Komunikasi ini tidak bergantung pada tindakan individu atau keputusan klub, dia mandiri dan dia punya logika sendiri. Dalam dunia digital, bobotoh telah menciptakan semacam ekosistem komunikasi otonom yang tidak berhenti hanya karena pertandingan usai. Bahkan bisa dikatakan, “pertandingan sesungguhnya” justru dimulai setelah peluit panjang berbunyi dilapangan tanda akhir dari pertandingan yang berlanjut pada arena opini, identitas, dan narasi digital di dunaia maya.
Apa yang terjadi di media sosial adalah bentuk autopoiesis yang memiliki ciri khas bobotoh mereproduksi realitas Persib dengan cara mereka sendiri, sering kali lebih emosional, simbolik, bahkan spekulatif, ketimbang representasi media arus utama. Di sinilah realitas sosial tentang Persib dibentuk bukan sebagai fakta objektif, tapi sebagai dunia makna yang hidup melalui komunikasi kolektif.
Diferensiasi, Persib dalam Sistem Sosial Modern
Mengapa dan bagaimana peristiwa olahraga seperti ini bisa berdampak luas, kita perlu memahami satu prinsip fundamental Luhmann diferensiasi sistem.
Dalam masyarakat modern menurut Luhman (1995), tidak ada satu pusat kekuasaan atau kebenaran. Sebaliknya, masyarakat terdiri dari banyak sistem sosial yang berdiri sendiri seoerti ekonomi, hukum, pendidikan, agama, media, dsb dimana masing-masing punya logika operasionalnya sendiri. Sistem olahraga bukan sistem media. Sistem media bukanlah sistem politik. Tapi semuanya saling bersentuhan melalui iritasi dan observasi silang.
Kemenangan Persib, meski terjadi di arena olahraga, menjadi titik temu berbagai system Di sistem media, ia dikonstruksi sebagai momentum, sesuatu yang layak diberitakan, dibingkai, dan dipopulerkan. Pada sistem ekonomi, ia dikonversi menjadi nilai tukar penjualan tiket, sponsor, iklan, dan monetisasi platform media digital. Di sistem politik, dia menjadi sumber legitimasi simbolik pemimpin yang “dekat dengan rakyat”, dijadikan modal sosial untuk semakin dikenal masyarakatnya. Di sistem identitas budaya, ia menjadi penegasan simbolik. Persib adalah identitas budaya seekaligus representasi jatidiri orang sunda.

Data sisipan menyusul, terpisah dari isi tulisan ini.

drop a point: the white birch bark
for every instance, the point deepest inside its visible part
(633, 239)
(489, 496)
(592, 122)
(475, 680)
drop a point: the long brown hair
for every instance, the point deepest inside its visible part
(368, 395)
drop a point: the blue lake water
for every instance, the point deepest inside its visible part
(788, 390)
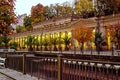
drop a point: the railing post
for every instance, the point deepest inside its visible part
(24, 63)
(59, 66)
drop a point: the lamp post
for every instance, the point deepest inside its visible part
(98, 37)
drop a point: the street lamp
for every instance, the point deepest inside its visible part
(98, 38)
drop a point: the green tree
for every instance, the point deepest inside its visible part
(83, 7)
(54, 41)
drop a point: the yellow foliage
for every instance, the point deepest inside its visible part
(82, 34)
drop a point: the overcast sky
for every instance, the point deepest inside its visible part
(24, 6)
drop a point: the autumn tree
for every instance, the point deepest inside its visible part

Namun hal penting yang perlu dicatat meskipun semua sistem membicarakan hal yang sama mengenai Persib juara, mereka tidak berbicara dalam bahasa yang sama. Inilah inti dari diferensiasi. Setiap sistem menerjemahkan “iritasi” kemenangan sesuai kode dan tujuannya masing-masing. Tidak ada sistem yang menguasai yang lain. Tidak ada narasi Tunggal hal ini, yang ada hanyalah komunikasi yang berbeda-beda, saling menanggapi, tetapi tetap otonom.